Listening to the third of Debussy's Six Épigraphes Antiques, Pour que la nuit soit propice, I am lulled into a dreamlike state, and am on the verge of being transported to another time and place. I place my brush down on the family antique dining table. Looking outside, I wish to see the lights, of 120 years past, shimmering on the cobblestone of some renaissance-era Florentine street; the gas lamps dripping from an spring shower, youthful opera goers in harlequin masques scurrying past, trying to avoid the shadows of the cloistered facades; this is where I belong. Unfortunately, my reverie is shattered by the soulless floodlight of that hideous triplex, across the garbage strewn alley, catching a lone icicle, precariously suspended from the fire-escape.
The sun retired many hours ago, dragging away what energy I had into the depths of time and space. Chocolate smears adorn the already paint-spattered tips of my fingers — I have been fueling my work on a baguette-sized Toblerone. Nothing is working. Nothing is capable of finishing this painting, equally as hellish in subject as it is in execution.

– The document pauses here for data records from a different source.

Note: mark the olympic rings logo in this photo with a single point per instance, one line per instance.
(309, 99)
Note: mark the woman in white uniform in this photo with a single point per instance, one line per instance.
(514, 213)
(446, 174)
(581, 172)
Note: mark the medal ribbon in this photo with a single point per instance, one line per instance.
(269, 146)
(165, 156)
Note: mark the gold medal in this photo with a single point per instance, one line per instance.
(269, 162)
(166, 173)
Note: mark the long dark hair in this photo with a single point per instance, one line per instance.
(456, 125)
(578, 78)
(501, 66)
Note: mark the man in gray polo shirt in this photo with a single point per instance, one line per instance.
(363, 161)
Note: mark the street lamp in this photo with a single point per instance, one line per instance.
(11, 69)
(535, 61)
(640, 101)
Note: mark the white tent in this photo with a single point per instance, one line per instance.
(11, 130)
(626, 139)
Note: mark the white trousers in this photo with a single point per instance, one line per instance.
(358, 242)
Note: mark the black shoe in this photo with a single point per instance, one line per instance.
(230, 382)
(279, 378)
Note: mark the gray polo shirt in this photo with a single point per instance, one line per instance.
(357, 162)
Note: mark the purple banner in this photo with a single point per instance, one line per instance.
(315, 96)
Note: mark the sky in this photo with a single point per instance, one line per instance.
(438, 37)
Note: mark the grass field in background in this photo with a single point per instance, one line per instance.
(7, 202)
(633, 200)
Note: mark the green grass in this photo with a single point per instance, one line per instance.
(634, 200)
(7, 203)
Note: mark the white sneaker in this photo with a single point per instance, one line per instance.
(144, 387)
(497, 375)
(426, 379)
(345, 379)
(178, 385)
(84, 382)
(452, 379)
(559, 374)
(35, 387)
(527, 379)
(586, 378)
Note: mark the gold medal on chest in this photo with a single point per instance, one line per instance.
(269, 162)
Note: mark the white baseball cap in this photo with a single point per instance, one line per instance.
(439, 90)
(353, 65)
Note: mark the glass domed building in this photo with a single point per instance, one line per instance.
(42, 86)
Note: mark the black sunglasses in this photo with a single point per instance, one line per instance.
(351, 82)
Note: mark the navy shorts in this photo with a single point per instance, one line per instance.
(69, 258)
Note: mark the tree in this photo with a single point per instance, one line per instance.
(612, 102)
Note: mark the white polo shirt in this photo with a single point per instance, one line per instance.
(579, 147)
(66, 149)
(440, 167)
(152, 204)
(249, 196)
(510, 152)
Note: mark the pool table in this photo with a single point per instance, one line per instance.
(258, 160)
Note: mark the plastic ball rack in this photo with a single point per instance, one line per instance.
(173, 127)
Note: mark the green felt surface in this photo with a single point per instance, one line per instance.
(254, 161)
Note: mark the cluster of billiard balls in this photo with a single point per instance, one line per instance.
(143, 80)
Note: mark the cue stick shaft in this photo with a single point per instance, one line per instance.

I feel an intense resentment towards my passive tyrant of a teacher, which robs me of any motivation remaining. I know that until he has painted the canvas himself, until it is just a mutilated mimicry of Hubert Robert à la Paul Cézanne, it will be considered a monument to mediocrity. There is no art with him, beyond the art associated with squirting out shapes from a plastic Play Doh factory. This is not what I came to learn, but despite the shackles of the public school system carving away at my soul, I realize that rebellion is worthless this time; I would only punish myself more in losing precious marks.
Hark! Radio-Canada’s Espace Classique website has malfunctioned; now there is the vacuum of silence. Prensently, I hear the lugubrious moan of the second movement of Malipiero’s Concertante in eco. In this moment of invaluable inspiration, I turn around so quickly that my painting hat, a vintage fez, falls from my head and rolls to the piano. I leap to my computer to open a favorite painting by Caravaggio: San Girolamo in meditazione. Surely, this skeletal figure, illuminated in the darkness of human existence by a divine light, the source of which is not known, will provide the guidance for which I search.
With equal rapidity to its ignition, my brief candle of inspiration is extinguished. I have not truely experienced the mastery of this tenebristic painting; I am merely teased by a Baudrillardian simulacrum in an elongated series of ones and zeros. Similar to the loss of truth in the translation of any literal work, a televised live performance, or an artificial flavour, a digital reproduction of a work of art is incapable of conveying the energy and emotion of the original piece — especially one by Caravaggio.
I have exhausted myself and my resources. Thus I dangle on the verge, eternally on the verge of knowing without comprehending; of grasping without holding; of feeling that, with guidance, I too can belong to this great continuum of creativity.